Now, the driver was five foot three, thin, and basically meek. Naturally, he didn’t argue with Big John, but he wasn’t happy about it. The next day the same thing happened. Big John got on again, made a show of refusing to pay, and sat down – and the next day, and the one after that, and every day.
This grated on the bus driver, who started losing sleep over the way Big John was taking advantage of him. Finally he could stand it no longer. He signed up for body building courses, karate, judo, and all that stuff.
By the end of the summer, he had become quite strong, and what’s more, he felt really good about himself. So on the next Monday, when Big John once again got on the bus and said, “Big John doesn’t pay!” the driver stood up, glared back at the passenger, and yelled, “Oh Yeah! And why not?!”
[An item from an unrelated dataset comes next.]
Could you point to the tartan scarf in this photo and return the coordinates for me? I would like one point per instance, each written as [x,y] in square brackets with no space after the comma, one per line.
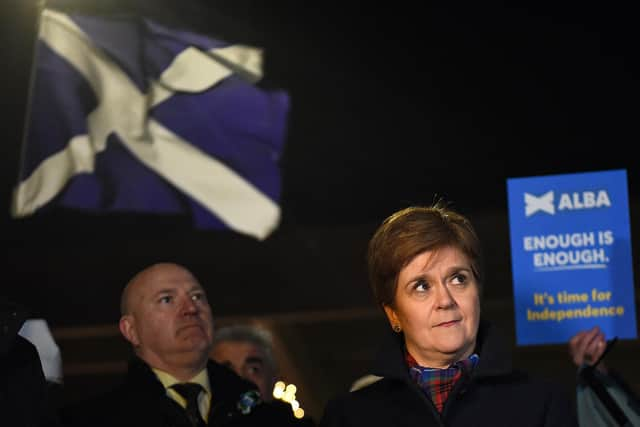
[437,383]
With a surprised look on his face, Big John replied simply, “Big John has a bus pass”
I wonder how many “Big Johns” or perceived big problems
we face in our daily lives and worry about them?
I wonder if they really ARE “Big Johns”?
They LOOK big. They LOOK threatening.
They DO overwhelm us, but are they mostly froth and bubble?
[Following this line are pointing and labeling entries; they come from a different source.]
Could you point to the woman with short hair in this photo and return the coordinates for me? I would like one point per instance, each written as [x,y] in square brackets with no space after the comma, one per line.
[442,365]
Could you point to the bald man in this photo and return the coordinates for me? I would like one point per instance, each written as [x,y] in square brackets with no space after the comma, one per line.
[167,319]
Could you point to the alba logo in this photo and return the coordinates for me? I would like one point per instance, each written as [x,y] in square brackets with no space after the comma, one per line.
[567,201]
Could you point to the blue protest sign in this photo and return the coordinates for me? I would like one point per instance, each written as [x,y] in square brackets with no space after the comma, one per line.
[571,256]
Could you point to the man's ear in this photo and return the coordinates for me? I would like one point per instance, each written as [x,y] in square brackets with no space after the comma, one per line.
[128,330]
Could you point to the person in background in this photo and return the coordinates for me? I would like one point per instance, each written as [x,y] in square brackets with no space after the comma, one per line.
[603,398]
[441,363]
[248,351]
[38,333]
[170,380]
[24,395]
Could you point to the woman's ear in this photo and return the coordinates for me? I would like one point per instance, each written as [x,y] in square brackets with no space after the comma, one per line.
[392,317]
The driver THOUGHT he had a problem,
and he worried and fretted about it – needlessly.
Maybe we need to realistically examine the things we worry about, to see just how big they are, before we pour energy in trying to solve them and only get ourselves into a tizzy. Chances are, we are worrying about nothing.
Mark Twain said:
“I am an old man and have known a great many troubles,
but MOST of them NEVER HAPPENED”
In Matthew 6 Jesus Himself assures us that our loving heavenly Father will look after us, and we are assured in 1 Peter 5:7 that we can cast ALL our cares on the greatest Burden-Bearer because He cares for us.
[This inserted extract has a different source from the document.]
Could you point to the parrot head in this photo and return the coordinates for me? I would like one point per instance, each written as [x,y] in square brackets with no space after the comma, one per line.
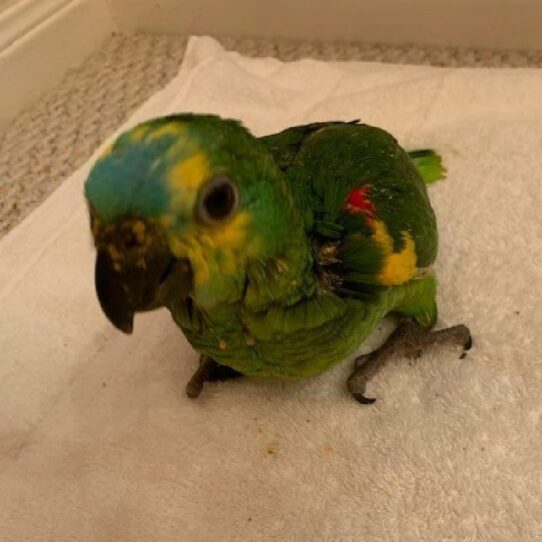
[179,206]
On the other hand, maybe these perceived problems will help to move us out of our comfort zone to prepare us for a real problem when it comes.
Either way, the way we LOOK at the problem will have a great effect on how we DEAL with the problem – and on the outcome.
* Worry never robs tomorrow of its sorrow, it only saps today of its joy
* Worrying is like a rocking chair, it gives you something to do, but it gets
* A day of worry is more exhausting than a day of work
* If a worry is too small to be turned into a prayer, it is too small to be made
into a burden.
Never a trial that He is not there;
Never a burden that He does not bear;
Never a sorrow that He does not share;
Moment by moment, I’m under His care.
Never a heartache and never a groan;
Never a tear drop and never a moan;
Never a danger, but there on the throne,
Moment by moment, He cares for His own.